Reviewed - Czech Dream: In the 1961 comedy Lover Come Back, Doris Day and Rock Hudson star as rival advertising executives caught up in a scheme to market an imaginary product named Vip. As the film progresses, demand soars and Rock is eventually forced to employ a mad scientist to create the mysterious entity.
In 2003 Vít Klusák and Filip Remunda, two Czech film-makers working with a grant from the Ministry of Culture, embarked on a similar plan with satirical purposes in mind. The imagined product is a supermarket named Czech Dream and, to test the public's inclination to read between the lines, it is advertised with such slogans as "Don't Come" and "Don't Go There". Initially the marketing executives are enthusiastic, but - in a display of hypocrisy striking even from people in this line of work - they eventually balk at the use of the phrase "you won't leave empty handed". Advertising something that doesn't exist is acceptable, but this, apparently, is plain dishonest.
Such moments enliven an exercise that could have seemed redundant in the era of Michael Moore and The Yes Men.
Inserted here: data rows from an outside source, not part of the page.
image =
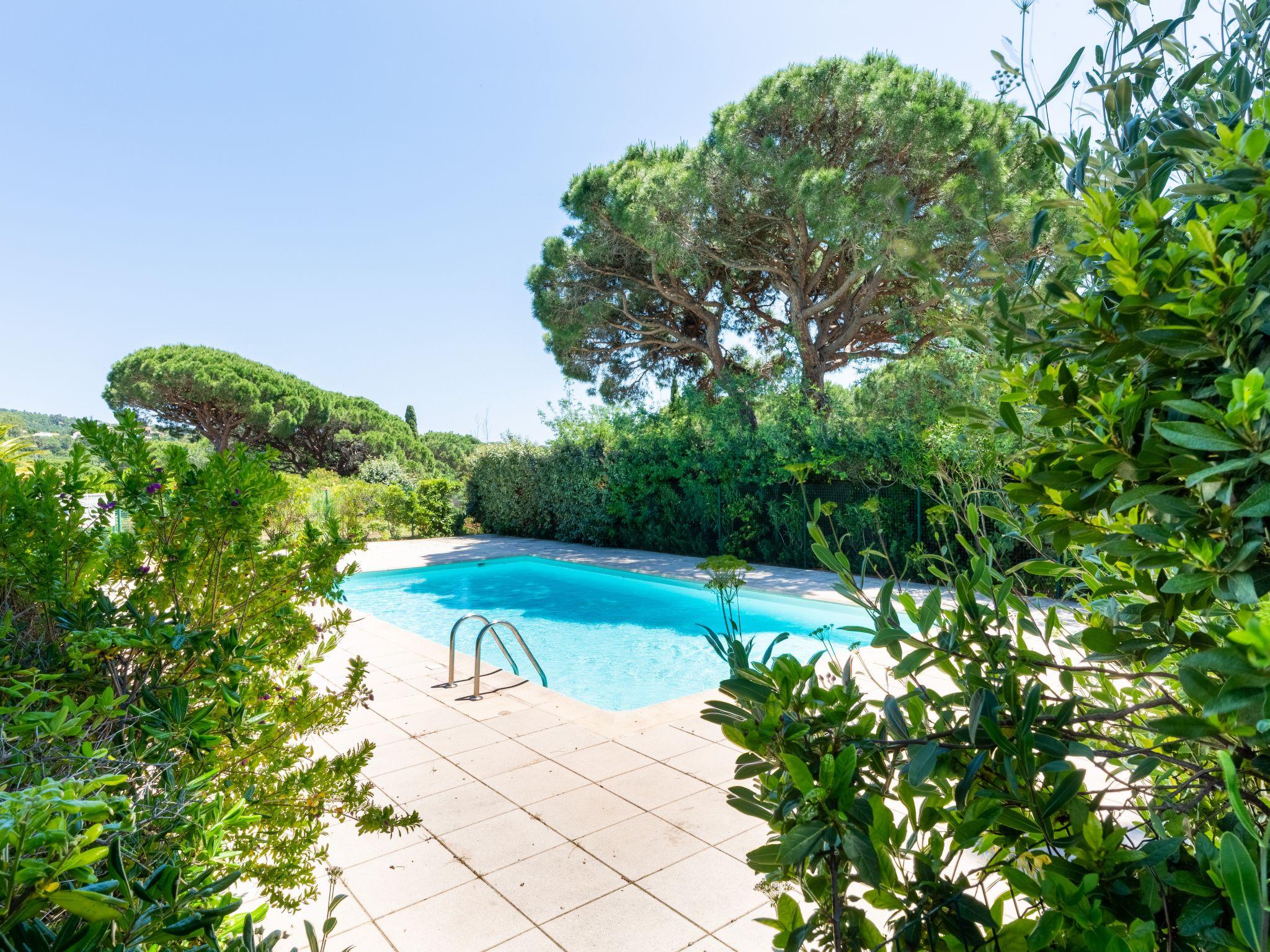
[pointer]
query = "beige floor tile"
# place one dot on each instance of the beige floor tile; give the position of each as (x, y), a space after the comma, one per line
(465, 736)
(708, 815)
(470, 918)
(523, 721)
(550, 884)
(432, 721)
(535, 782)
(709, 945)
(737, 847)
(531, 941)
(404, 705)
(417, 782)
(493, 703)
(495, 758)
(584, 810)
(713, 763)
(603, 760)
(641, 845)
(379, 733)
(662, 743)
(394, 691)
(361, 716)
(562, 739)
(502, 840)
(710, 889)
(363, 938)
(461, 806)
(420, 673)
(349, 847)
(402, 879)
(703, 729)
(747, 936)
(653, 786)
(620, 922)
(395, 756)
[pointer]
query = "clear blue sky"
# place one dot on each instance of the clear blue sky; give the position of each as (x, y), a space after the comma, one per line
(352, 192)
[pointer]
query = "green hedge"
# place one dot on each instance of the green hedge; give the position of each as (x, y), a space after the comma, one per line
(696, 479)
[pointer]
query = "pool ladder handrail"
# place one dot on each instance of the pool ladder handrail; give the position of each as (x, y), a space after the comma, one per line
(454, 631)
(489, 627)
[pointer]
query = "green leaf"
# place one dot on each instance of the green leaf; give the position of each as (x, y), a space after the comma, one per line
(1185, 583)
(1008, 413)
(1232, 791)
(1044, 566)
(863, 853)
(1198, 436)
(1062, 81)
(921, 762)
(91, 907)
(799, 774)
(746, 690)
(1183, 726)
(1067, 787)
(1248, 895)
(894, 718)
(802, 842)
(1189, 139)
(963, 786)
(843, 771)
(1256, 506)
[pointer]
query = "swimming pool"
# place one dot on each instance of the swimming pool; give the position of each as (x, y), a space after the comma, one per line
(615, 640)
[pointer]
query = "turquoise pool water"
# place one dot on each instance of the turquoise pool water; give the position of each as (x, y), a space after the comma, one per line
(613, 639)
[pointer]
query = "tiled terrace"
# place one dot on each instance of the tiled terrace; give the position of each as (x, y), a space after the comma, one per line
(546, 824)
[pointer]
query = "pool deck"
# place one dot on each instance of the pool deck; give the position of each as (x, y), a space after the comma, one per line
(548, 824)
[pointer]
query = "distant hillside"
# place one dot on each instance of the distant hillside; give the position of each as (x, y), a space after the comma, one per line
(25, 423)
(54, 434)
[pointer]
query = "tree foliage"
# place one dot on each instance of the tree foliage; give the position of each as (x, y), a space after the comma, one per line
(822, 219)
(156, 695)
(231, 400)
(1098, 780)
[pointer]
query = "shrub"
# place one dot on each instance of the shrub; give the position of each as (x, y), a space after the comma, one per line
(386, 471)
(696, 478)
(167, 672)
(1103, 781)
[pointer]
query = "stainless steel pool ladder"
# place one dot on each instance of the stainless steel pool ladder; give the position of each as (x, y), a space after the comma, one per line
(481, 637)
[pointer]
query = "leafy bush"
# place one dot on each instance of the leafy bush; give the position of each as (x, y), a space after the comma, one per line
(166, 672)
(696, 478)
(1099, 781)
(385, 471)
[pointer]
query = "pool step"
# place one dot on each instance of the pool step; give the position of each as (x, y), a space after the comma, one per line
(492, 628)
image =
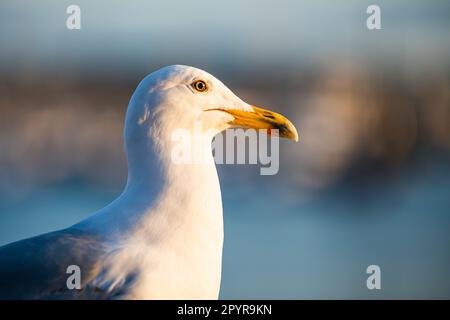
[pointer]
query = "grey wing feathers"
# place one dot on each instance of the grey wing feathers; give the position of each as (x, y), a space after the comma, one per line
(35, 268)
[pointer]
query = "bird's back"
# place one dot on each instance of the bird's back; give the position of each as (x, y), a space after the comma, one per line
(36, 268)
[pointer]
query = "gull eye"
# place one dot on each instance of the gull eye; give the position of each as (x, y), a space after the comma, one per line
(199, 85)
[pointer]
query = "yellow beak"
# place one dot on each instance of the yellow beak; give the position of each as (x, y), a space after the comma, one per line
(262, 119)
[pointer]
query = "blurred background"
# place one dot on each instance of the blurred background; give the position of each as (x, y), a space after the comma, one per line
(369, 182)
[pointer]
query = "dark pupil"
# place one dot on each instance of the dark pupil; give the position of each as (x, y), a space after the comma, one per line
(200, 85)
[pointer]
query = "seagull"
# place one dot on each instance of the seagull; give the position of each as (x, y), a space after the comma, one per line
(162, 237)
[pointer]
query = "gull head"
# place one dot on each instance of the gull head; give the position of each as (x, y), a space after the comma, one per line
(180, 96)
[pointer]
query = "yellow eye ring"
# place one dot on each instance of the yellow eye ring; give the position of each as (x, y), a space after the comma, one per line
(199, 85)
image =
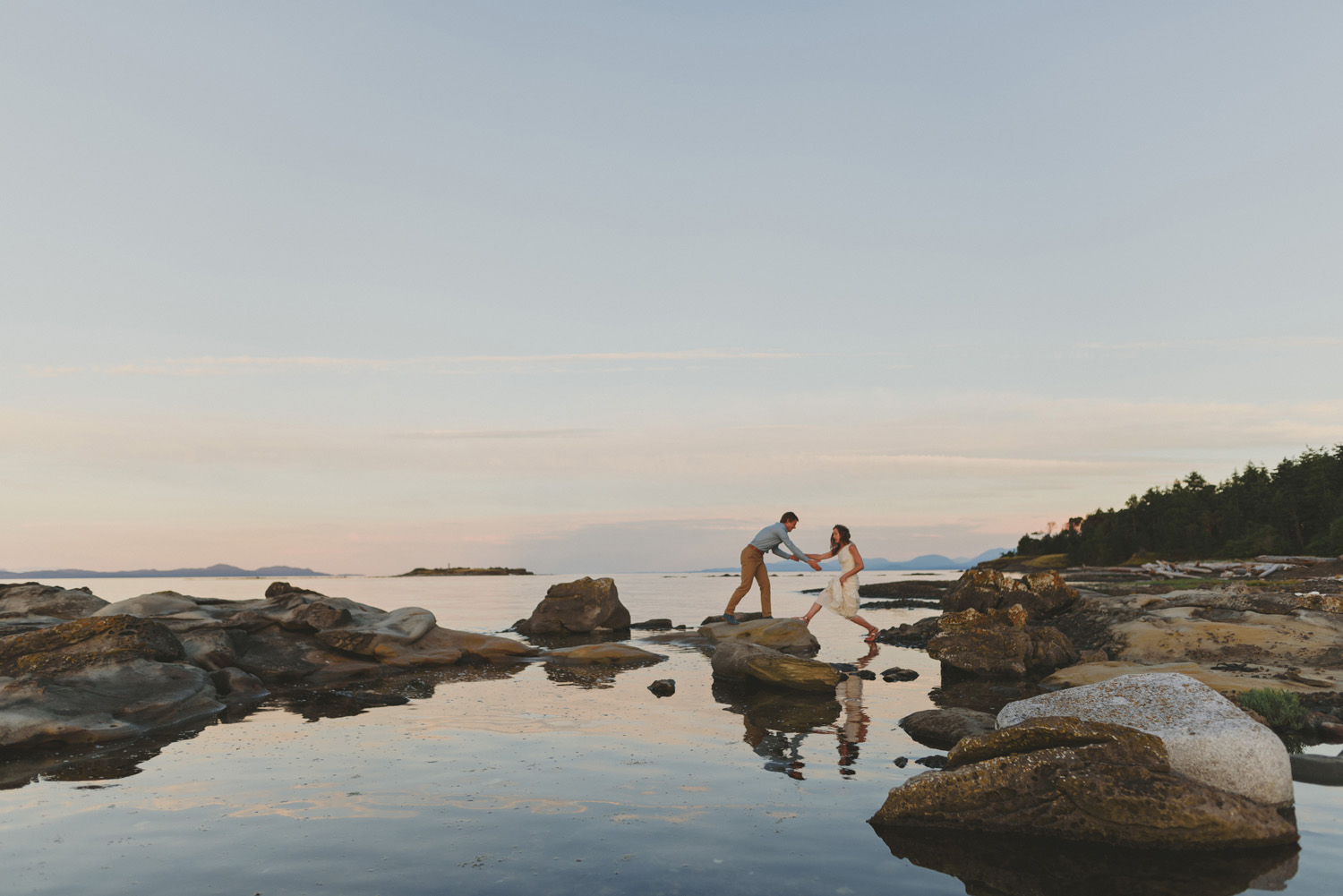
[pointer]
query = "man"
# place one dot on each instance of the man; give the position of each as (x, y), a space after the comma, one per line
(752, 563)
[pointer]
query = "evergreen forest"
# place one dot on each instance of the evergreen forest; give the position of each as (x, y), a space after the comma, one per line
(1294, 508)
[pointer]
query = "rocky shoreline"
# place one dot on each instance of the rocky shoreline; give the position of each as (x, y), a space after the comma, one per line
(1021, 660)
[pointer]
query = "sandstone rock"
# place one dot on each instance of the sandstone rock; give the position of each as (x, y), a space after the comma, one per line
(160, 603)
(911, 635)
(1039, 594)
(34, 600)
(85, 643)
(449, 646)
(999, 645)
(602, 653)
(99, 702)
(1133, 747)
(365, 633)
(1117, 789)
(577, 608)
(1208, 738)
(1023, 866)
(789, 636)
(1318, 770)
(945, 729)
(1216, 678)
(741, 661)
(235, 686)
(663, 687)
(212, 649)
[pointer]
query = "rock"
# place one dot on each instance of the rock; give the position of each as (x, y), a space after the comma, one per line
(34, 600)
(738, 660)
(1023, 866)
(943, 729)
(602, 653)
(1042, 732)
(212, 649)
(1318, 770)
(1206, 737)
(1224, 681)
(1074, 782)
(99, 702)
(911, 635)
(88, 643)
(373, 635)
(657, 625)
(235, 686)
(577, 608)
(1039, 594)
(449, 646)
(789, 636)
(998, 644)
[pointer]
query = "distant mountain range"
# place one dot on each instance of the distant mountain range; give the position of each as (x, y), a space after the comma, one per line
(878, 565)
(218, 570)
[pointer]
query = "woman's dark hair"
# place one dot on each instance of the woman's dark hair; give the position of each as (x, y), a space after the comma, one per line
(843, 539)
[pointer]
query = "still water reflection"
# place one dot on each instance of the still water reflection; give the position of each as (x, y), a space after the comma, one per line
(537, 778)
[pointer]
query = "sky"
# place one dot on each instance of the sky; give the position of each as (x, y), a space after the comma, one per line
(606, 286)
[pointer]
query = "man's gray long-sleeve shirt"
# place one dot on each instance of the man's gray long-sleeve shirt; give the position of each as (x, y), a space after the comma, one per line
(771, 536)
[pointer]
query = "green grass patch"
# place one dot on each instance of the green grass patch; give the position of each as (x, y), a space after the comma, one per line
(1279, 708)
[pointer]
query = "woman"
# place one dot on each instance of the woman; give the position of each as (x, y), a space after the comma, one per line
(841, 594)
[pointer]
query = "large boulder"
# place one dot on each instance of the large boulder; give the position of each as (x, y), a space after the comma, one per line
(34, 600)
(1039, 594)
(739, 660)
(1080, 781)
(945, 729)
(97, 678)
(295, 636)
(85, 643)
(789, 636)
(998, 644)
(1023, 866)
(1208, 738)
(577, 608)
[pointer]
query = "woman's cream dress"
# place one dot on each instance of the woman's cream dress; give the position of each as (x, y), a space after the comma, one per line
(843, 600)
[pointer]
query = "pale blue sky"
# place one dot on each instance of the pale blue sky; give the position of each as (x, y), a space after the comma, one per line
(604, 286)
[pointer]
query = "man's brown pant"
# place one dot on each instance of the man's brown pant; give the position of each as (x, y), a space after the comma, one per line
(752, 567)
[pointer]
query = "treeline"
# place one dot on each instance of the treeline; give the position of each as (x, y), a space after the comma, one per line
(1295, 508)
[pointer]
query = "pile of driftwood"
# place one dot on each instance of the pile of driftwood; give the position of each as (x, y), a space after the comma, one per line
(1256, 568)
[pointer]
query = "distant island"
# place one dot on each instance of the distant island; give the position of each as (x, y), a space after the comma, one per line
(466, 571)
(218, 570)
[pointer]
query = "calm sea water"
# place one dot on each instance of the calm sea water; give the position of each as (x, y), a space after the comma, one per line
(548, 780)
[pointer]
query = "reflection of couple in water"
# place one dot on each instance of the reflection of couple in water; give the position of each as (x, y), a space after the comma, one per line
(841, 594)
(783, 753)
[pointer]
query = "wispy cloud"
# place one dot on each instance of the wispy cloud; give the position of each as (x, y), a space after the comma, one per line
(1238, 343)
(441, 364)
(497, 434)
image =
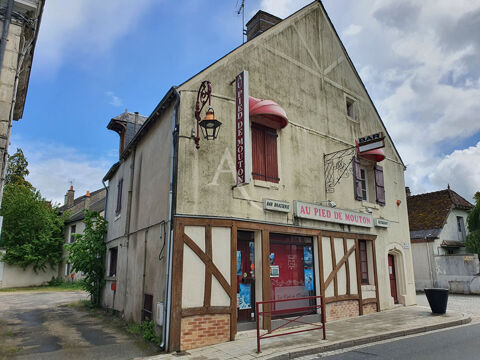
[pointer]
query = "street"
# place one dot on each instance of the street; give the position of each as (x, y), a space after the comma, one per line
(39, 325)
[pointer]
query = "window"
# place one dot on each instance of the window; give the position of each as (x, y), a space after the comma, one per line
(119, 196)
(73, 230)
(264, 153)
(147, 307)
(461, 228)
(362, 245)
(364, 184)
(351, 108)
(113, 254)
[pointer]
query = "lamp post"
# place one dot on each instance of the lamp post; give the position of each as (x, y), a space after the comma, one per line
(210, 125)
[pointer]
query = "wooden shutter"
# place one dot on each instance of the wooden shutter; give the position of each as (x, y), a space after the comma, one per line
(258, 153)
(379, 185)
(271, 160)
(357, 179)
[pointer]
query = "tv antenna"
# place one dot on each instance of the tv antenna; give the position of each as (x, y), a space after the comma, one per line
(241, 9)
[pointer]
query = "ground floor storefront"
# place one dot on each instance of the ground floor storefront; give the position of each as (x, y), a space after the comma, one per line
(221, 268)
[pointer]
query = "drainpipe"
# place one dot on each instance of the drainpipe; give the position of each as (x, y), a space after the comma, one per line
(171, 203)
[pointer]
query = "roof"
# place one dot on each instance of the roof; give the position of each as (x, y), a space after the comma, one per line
(429, 211)
(97, 206)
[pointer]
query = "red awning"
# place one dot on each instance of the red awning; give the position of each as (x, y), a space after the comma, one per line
(376, 155)
(267, 113)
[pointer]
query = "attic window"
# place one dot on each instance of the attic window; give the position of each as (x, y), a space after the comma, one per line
(350, 106)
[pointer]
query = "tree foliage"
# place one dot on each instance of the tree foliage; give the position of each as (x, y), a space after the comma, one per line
(32, 232)
(473, 222)
(87, 254)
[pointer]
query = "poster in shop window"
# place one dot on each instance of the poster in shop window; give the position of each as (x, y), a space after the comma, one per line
(244, 301)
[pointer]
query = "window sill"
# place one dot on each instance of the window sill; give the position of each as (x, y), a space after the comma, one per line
(266, 184)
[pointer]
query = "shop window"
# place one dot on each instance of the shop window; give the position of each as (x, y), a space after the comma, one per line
(119, 196)
(113, 255)
(73, 230)
(461, 228)
(264, 153)
(362, 246)
(147, 307)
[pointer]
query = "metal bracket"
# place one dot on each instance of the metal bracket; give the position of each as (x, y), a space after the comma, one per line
(337, 166)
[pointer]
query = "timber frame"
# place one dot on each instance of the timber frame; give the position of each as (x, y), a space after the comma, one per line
(181, 240)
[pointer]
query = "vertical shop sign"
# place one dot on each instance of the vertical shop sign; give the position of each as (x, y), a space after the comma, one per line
(242, 129)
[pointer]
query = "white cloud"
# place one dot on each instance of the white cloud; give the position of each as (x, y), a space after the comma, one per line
(83, 28)
(352, 30)
(114, 100)
(53, 166)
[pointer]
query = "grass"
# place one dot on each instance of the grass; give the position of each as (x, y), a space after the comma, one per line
(51, 286)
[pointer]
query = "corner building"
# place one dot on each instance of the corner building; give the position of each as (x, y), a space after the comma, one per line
(195, 250)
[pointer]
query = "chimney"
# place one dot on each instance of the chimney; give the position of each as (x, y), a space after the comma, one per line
(87, 200)
(259, 23)
(69, 197)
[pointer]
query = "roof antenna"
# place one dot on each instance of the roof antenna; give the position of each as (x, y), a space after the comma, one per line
(241, 9)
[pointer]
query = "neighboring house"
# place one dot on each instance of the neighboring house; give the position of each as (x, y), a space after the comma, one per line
(75, 207)
(199, 235)
(437, 233)
(19, 24)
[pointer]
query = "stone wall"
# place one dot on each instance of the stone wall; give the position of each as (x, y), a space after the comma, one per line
(203, 330)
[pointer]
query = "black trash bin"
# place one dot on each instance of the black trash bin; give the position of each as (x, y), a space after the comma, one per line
(437, 298)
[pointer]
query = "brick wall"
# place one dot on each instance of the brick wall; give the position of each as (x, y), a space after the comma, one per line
(341, 310)
(203, 330)
(369, 308)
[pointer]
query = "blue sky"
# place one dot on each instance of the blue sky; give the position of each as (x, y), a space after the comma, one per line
(95, 59)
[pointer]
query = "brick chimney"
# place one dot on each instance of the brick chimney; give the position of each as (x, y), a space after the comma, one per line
(69, 197)
(259, 23)
(87, 200)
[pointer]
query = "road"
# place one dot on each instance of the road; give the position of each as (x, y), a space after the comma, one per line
(37, 326)
(456, 343)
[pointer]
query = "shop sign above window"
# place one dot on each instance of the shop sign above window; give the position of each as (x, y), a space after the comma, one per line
(334, 215)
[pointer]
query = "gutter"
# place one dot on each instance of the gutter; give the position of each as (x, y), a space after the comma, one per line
(171, 202)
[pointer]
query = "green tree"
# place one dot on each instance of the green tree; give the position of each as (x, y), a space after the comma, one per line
(32, 231)
(473, 222)
(87, 254)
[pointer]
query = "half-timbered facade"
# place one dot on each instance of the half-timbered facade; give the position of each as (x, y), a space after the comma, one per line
(281, 205)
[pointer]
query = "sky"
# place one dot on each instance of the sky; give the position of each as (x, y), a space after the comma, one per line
(94, 59)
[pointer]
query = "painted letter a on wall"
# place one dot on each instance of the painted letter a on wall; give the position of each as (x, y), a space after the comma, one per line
(242, 129)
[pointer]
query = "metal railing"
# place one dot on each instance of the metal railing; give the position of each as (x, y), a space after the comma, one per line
(292, 315)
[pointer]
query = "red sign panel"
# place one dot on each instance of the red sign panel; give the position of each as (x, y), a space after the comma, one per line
(242, 129)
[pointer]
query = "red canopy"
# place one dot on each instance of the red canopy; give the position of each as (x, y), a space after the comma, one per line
(267, 113)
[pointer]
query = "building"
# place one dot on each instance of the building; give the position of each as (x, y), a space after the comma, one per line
(94, 201)
(20, 22)
(201, 230)
(438, 233)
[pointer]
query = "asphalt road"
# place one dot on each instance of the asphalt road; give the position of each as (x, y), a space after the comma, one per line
(458, 343)
(39, 326)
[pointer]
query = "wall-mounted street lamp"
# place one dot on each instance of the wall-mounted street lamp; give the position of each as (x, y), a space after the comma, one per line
(210, 125)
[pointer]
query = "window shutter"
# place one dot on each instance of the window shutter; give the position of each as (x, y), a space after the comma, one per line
(357, 177)
(258, 153)
(271, 164)
(379, 185)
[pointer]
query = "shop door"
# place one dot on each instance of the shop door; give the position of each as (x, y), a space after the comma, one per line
(291, 270)
(245, 277)
(393, 281)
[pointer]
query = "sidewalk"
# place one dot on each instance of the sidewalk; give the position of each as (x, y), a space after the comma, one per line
(340, 334)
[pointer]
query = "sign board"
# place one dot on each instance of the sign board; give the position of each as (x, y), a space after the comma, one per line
(276, 205)
(328, 214)
(382, 223)
(371, 142)
(242, 129)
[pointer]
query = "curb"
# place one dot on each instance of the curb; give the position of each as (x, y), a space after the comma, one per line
(370, 339)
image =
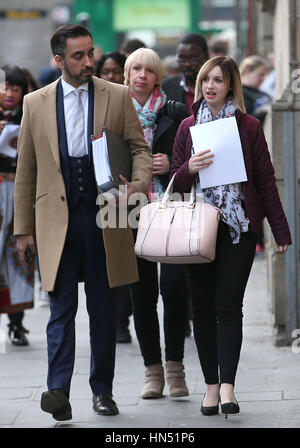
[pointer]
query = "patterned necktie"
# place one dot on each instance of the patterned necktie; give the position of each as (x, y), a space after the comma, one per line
(77, 138)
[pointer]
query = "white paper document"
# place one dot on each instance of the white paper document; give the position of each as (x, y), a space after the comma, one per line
(9, 132)
(102, 166)
(223, 139)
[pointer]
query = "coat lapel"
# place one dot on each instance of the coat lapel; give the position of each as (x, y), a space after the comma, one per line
(101, 95)
(50, 119)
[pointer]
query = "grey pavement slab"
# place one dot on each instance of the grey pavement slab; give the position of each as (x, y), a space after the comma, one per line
(267, 386)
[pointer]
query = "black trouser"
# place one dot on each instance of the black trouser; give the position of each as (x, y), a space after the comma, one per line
(217, 295)
(173, 287)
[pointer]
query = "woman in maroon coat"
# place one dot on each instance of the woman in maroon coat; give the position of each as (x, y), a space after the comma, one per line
(218, 288)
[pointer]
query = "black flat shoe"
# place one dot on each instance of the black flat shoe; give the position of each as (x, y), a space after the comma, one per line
(209, 410)
(230, 408)
(105, 405)
(16, 334)
(56, 403)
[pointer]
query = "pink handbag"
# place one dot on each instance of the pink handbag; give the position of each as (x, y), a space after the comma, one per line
(181, 232)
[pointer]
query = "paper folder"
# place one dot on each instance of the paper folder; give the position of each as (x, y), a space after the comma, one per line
(111, 157)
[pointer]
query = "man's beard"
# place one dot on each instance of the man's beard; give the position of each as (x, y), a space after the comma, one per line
(84, 76)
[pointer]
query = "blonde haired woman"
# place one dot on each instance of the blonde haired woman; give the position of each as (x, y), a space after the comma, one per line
(218, 288)
(144, 72)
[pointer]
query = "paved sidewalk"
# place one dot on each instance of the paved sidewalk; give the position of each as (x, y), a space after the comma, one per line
(267, 388)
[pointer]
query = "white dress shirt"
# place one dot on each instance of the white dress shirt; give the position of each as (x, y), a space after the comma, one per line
(68, 105)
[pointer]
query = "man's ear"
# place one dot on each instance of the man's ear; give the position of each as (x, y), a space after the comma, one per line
(59, 61)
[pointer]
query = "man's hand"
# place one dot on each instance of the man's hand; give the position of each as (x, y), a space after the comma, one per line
(24, 242)
(129, 190)
(161, 164)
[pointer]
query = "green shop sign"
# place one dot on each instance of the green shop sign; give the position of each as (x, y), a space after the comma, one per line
(151, 14)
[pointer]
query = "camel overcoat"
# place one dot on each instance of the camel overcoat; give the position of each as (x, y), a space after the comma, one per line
(40, 202)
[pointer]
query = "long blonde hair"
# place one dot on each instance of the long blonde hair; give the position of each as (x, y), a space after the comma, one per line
(231, 73)
(252, 63)
(150, 59)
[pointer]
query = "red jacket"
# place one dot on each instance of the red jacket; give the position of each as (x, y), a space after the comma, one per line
(260, 191)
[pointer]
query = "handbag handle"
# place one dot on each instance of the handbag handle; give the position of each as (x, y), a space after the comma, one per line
(169, 191)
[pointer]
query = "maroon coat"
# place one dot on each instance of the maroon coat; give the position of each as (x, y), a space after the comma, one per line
(260, 191)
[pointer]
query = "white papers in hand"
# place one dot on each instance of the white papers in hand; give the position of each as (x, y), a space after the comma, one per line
(222, 137)
(9, 132)
(102, 167)
(101, 160)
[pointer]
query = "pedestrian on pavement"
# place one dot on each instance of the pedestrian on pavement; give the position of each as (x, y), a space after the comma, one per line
(55, 174)
(253, 70)
(16, 278)
(218, 288)
(111, 68)
(192, 52)
(144, 72)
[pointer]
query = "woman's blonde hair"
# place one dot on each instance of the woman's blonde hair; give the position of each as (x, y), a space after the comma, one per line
(252, 63)
(150, 59)
(232, 77)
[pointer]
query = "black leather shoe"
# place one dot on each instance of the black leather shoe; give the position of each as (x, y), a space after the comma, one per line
(17, 336)
(230, 408)
(56, 403)
(104, 405)
(123, 335)
(209, 410)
The film-makers also profit from the surprising way their prank comes to be seen as a comment on the government's attempts to persuade the electorate to vote in favour of EU membership.
But the final half hour leaves a nasty taste in the mouth. The several thousand shoppers who turn up before a flapping banner on the supermarket's "opening day" are, for the most part, not the polo-necked young consumerists so frequently parodied in letters to this newspaper concerning Dundrum Town Centre. Many are elderly. Some are infirm. Most are working class. All seem, quite reasonably, drawn there by the prospect of a bargain or two.
My favourite character is a burly man who plans to go fishing after his shopping expedition. "They said don't come; so where is it am I not supposed to go?" he puzzles. Later, musing on the film-makers' deceit, he spits: "People want to be better than those around them." This seems a harsh but fair assessment of Klusák and Remunda's attitude.